When designing electronic equipment in the fields of radio engineering, electrical engineering, robotics, acoustics, biomedicine, control systems, etc., there is a need to develop devices with tunable parameters and characteristics, among which filters play a significant role. Filters are used for signal selection in monitoring, measurement, information, control, acoustic, and hydroacoustic systems; in radio–electronic equipment for correcting communication channel characteristics to improve their performance; in biomedical equipment for diagnostics and physiological research, etc. [1,2,3]. Based on the signal processing, filters are divided into linear and nonlinear, and analog and digital. This diversity of filters reflects the variety of tasks they address, such as nonlinear filtering of external non-Gaussian noise [4,5,6,7]; compensation of nonlinear signal distortions in devices [8,9,10,11,12,13]; removal of Gaussian noise [5,14,15]; extraction of useful signal spectra [16,17,18,19,20,21,22], etc.

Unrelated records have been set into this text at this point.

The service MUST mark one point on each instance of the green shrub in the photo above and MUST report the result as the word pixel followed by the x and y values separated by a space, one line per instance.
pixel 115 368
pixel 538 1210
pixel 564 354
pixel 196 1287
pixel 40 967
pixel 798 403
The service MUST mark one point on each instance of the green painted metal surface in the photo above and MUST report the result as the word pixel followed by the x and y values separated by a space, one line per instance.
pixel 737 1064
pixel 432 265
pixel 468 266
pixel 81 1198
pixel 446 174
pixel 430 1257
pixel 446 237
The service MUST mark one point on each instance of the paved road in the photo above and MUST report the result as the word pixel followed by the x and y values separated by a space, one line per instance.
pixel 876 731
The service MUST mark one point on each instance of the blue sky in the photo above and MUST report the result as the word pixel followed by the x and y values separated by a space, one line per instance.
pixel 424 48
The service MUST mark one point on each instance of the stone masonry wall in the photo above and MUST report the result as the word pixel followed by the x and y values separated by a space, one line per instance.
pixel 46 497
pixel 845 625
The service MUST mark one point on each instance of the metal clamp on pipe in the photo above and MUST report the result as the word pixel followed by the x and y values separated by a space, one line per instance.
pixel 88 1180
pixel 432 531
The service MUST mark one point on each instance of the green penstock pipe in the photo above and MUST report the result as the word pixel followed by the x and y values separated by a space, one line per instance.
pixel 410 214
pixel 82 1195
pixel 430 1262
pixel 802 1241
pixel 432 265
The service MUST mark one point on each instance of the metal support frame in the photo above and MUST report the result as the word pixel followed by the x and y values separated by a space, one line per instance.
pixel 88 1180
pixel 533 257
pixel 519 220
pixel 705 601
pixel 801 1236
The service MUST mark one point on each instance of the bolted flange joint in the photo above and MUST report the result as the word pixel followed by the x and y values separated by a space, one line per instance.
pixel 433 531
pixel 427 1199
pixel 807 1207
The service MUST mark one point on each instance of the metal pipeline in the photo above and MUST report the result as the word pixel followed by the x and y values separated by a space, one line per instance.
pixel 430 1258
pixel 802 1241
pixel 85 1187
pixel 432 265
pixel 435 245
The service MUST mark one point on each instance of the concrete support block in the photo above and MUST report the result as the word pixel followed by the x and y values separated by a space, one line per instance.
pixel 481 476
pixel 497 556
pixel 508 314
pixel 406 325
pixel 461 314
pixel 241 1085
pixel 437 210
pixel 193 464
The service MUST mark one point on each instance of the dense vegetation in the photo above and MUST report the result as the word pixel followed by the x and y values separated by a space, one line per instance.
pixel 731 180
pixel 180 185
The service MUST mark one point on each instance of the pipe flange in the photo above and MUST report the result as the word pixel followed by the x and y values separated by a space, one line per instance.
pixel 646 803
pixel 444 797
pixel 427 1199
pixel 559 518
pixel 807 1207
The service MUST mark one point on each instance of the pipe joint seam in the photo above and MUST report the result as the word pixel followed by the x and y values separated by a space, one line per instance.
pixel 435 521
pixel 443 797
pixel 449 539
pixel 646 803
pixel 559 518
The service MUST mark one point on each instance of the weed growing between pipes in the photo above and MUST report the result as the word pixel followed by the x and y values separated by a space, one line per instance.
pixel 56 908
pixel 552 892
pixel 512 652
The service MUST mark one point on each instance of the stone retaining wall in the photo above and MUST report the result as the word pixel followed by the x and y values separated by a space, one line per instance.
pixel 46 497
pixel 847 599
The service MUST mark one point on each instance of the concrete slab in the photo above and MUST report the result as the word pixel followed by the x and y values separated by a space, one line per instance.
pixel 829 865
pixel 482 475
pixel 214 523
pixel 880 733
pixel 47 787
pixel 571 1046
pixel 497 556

Among analog selective filters, bandpass filters are widely used [16,17,18,19,23,24,25,26,27,28,29]. These filters are intended, for example, to ensure:

• Reliable signal transmission while suppressing noise that distorts useful signals
• Reliable operation of electrical equipment while minimizing interruptions, reducing losses, and improving the performance of electrical networks
• Protection of equipment from damage and prevention of failure risks by filtering interference and fault signals
• Maintaining stable operation of power supplies

The key requirements for tunable bandpass filters are the following:

-

Minimal number of tunable elements

-

Independent tuning of the filter’s main features (for instance, gain, quality factor, and resonant frequency)

-

Low sensitivity of the transfer functions to deviations from the assigned parameters of circuit elements

The tunable bandpass active Wien filter, based on the Wien bridge with an operational amplifier (Op-Amp), meets the mentioned requirements. The family of active bandpass Wien filters is built on the circuit shown in Figure 1 [30]. The inclusion of an Op-Amp in the Wien bridge, with a frequency-dependent Wien circuit in the one arm and a voltage divider in the other, leads to the design of either an active filter or a sinusoidal oscillator, depending on whether the circuit is connected to the inverting or non-inverting input of the Op-Amp. To synthesize an active filter, the Wien circuit is connected to the inverting input of the Op-Amp, while the resistive voltage divider is connected to the non-inverting input of the Op-Amp [23,24,25,26,27,28].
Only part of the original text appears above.